NRC to Begin Full Review of SHINE Isotope Plant Operations Application

By ExchangeMonitor

The U.S. Nuclear Regulatory Commission has formally accepted SHINE Medical Technologies’ application to obtain a 30-year operating license for a proposal medical isotope production facility in Wisconsin.

The agency said in a Federal Register notice, issued Saturday and dated Tuesday, that it had docketed the application following its acceptance review. That license application will now undergo a full technical review covering environmental, safety, and security aspects of the project.

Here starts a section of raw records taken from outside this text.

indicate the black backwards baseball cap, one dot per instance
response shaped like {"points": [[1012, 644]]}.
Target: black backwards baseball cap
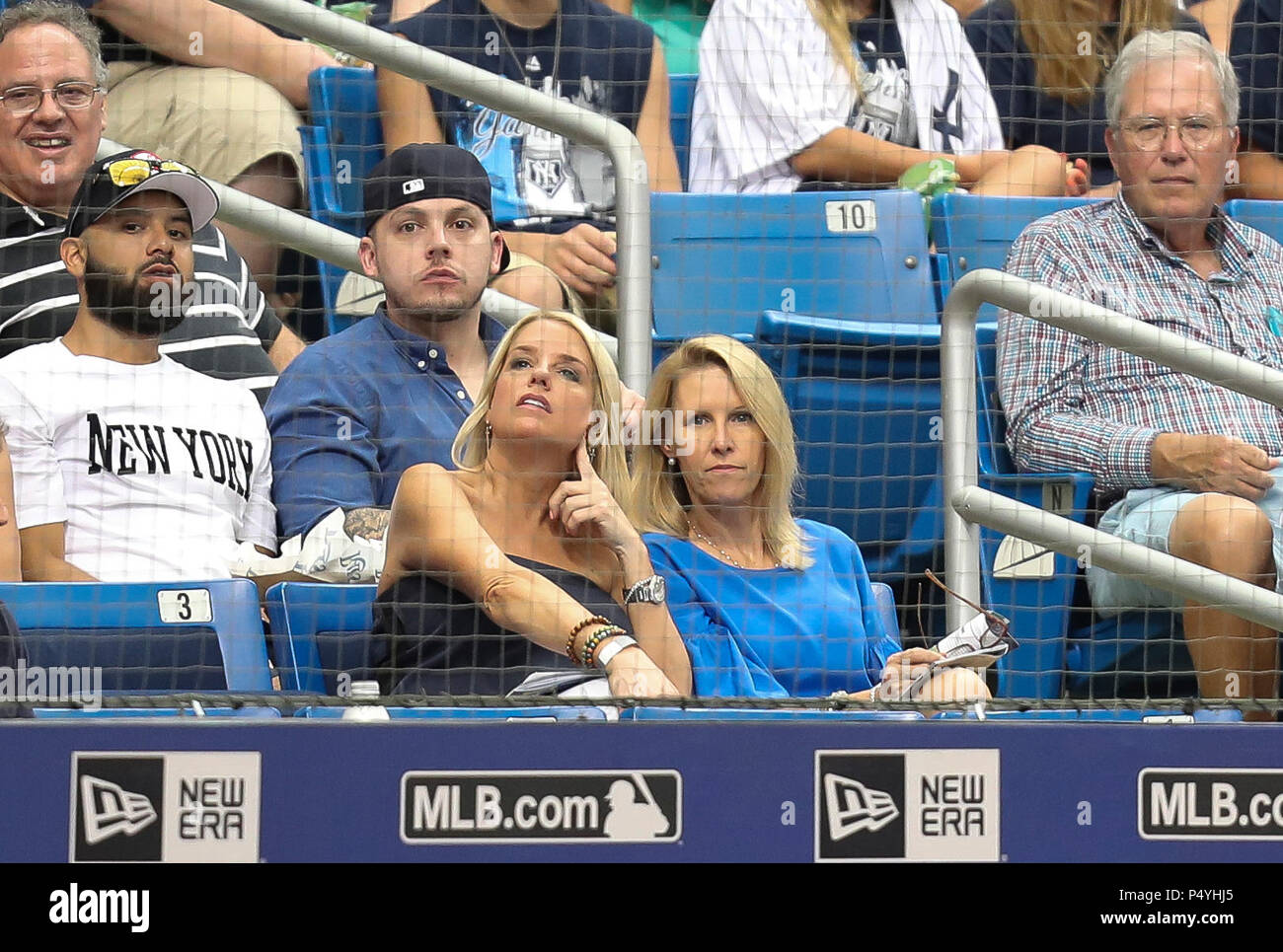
{"points": [[427, 171], [112, 180]]}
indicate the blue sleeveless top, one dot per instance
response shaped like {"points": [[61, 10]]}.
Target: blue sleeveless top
{"points": [[540, 180], [775, 632]]}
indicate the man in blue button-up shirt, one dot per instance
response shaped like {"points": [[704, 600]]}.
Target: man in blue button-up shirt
{"points": [[353, 412], [1192, 469]]}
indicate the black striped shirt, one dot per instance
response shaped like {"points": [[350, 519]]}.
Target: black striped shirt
{"points": [[227, 331]]}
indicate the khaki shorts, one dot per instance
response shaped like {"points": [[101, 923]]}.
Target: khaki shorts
{"points": [[217, 120]]}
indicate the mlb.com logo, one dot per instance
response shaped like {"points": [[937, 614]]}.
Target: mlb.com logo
{"points": [[165, 807], [907, 805]]}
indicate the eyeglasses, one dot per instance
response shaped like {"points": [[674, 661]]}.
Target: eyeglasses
{"points": [[24, 101], [1149, 133], [136, 169]]}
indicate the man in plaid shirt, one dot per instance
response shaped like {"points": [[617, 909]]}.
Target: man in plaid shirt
{"points": [[1191, 468]]}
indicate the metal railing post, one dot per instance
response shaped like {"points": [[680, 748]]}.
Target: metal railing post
{"points": [[967, 506]]}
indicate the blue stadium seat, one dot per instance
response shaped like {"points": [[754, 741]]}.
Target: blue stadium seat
{"points": [[975, 231], [556, 712], [735, 713], [719, 260], [325, 628], [867, 401], [338, 153], [681, 104], [319, 631], [344, 104], [146, 636], [1035, 589], [1262, 216]]}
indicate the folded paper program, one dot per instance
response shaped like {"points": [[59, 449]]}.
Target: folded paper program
{"points": [[326, 553]]}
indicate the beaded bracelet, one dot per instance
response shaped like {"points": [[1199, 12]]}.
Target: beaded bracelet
{"points": [[595, 639], [573, 634]]}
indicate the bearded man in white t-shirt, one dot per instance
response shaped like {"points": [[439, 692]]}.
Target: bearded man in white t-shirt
{"points": [[127, 466]]}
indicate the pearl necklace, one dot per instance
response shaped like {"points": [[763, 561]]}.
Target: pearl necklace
{"points": [[723, 553]]}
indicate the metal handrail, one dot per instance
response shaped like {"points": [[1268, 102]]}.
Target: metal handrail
{"points": [[632, 178], [967, 506]]}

“Notwithstanding the acceptance and docketing of the application, the NRC staff has determined that additional information is necessary to complete a detailed technical review,” Steven Lynch, Project Manager for the NRC’s Research and Test Reactors Licensing Branch, wrote in the Oct. 8 letter to SHINE founder and CEO Gregory Piefer. “As such, the NRC staff plans to promptly engage SHINE in public meetings and conduct regulatory audits to efficiently resolve certain information gaps as part of a detailed technical review of the application.”

The regulator expects, within “approximately 30 days” of the letter, to submit a comprehensive outline of the information it will want as part of its audit, Lynch wrote.

Lynch’s letter described SHINE’s application as “a first-of-a-kind submission involving a novel use of technology for which there is limited precedent to establish consistent standards for acceptance.” He estimated the NRC review could take three years.

SHINE, based in the city of Janesville, plans to use accelerator-based neutron source technology to produce the medical isotope molybdenum-99 (Mo-99).  Molybdenum-99 decays into technetium-99m, which is used in 40 million medical procedures each year around the world, including diagnosing various cancers. SHINE believes it can eventually produce one-third of the world’s need for Mo-99.